Doing it alone is really hard. Starting a company is a journey you would want to share with someone else. If you find the right person with a complementary skillset, it also means that you can focus on what you are good at and enjoy doing.

Another piece of advice is, don’t try to solve every customer’s problem, which was incredibly difficult for me to grasp early on. Focus on getting the product right for 95% of the users – not the 5%. I used to spend days and nights getting features right for 5% of our users, because I felt personally responsible for every customer who has had a bad experience using our product.

Back in the early days, when I was doing everything, I would know the top 200 customers by name, and in 30% of the cases I would remember their user ID by heart. I was so obsessed with keeping everyone happy that I lost focus on the bigger picture.

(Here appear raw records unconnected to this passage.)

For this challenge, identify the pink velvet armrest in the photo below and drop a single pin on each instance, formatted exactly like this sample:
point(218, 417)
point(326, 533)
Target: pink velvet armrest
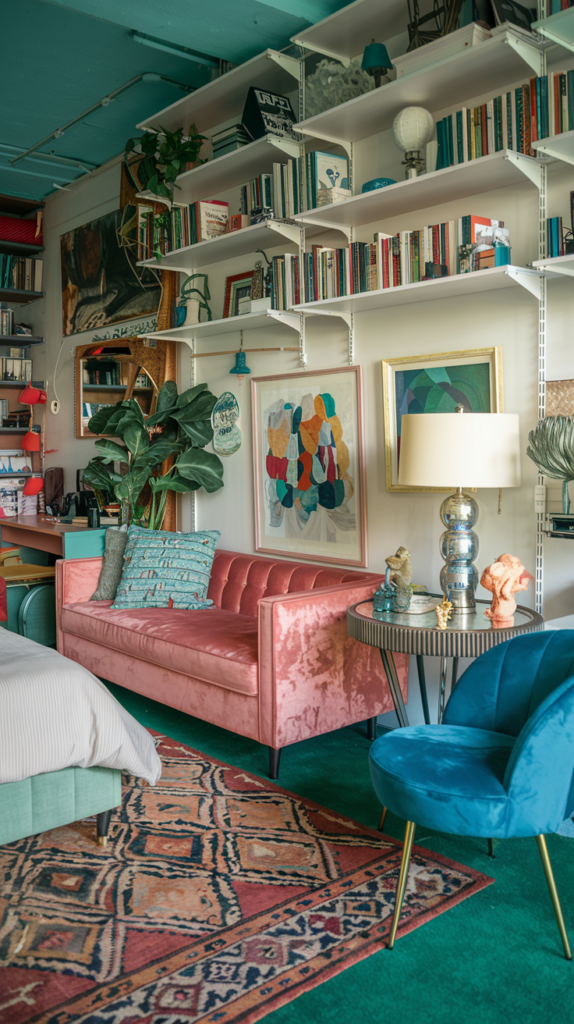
point(76, 581)
point(312, 676)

Finally, for someone who believes they’re ready to take the jump as an entrepreneur, what advice would you give them?

Understand what you’re getting yourself into because it is a lifestyle choice. You don’t switch off. You will dream and have nightmares about your business. It’s not for everyone. You probably need to have a bit of an addictive personality.

There will be a lot of highs and lows, and a lot of self-doubt, which you will have to learn to deal with, but it will come with time. You will win some amazing deals, but you will also lose plenty and these will hurt.

This is why mental health is such an important topic to discuss. Imagine spending 3 to 4 years throwing your blood and guts into something and your investor pulls out in the final hour. Or a supplier doesn’t pay you on time, and so on, and so on.

What I’m getting at is: some things are out of your control. Especially when you’re young and naïve. I mean ‘young’ in business with little experience. So, the best advice, apart from taking care of your mental health, is surround yourself early on with a good team that you trust.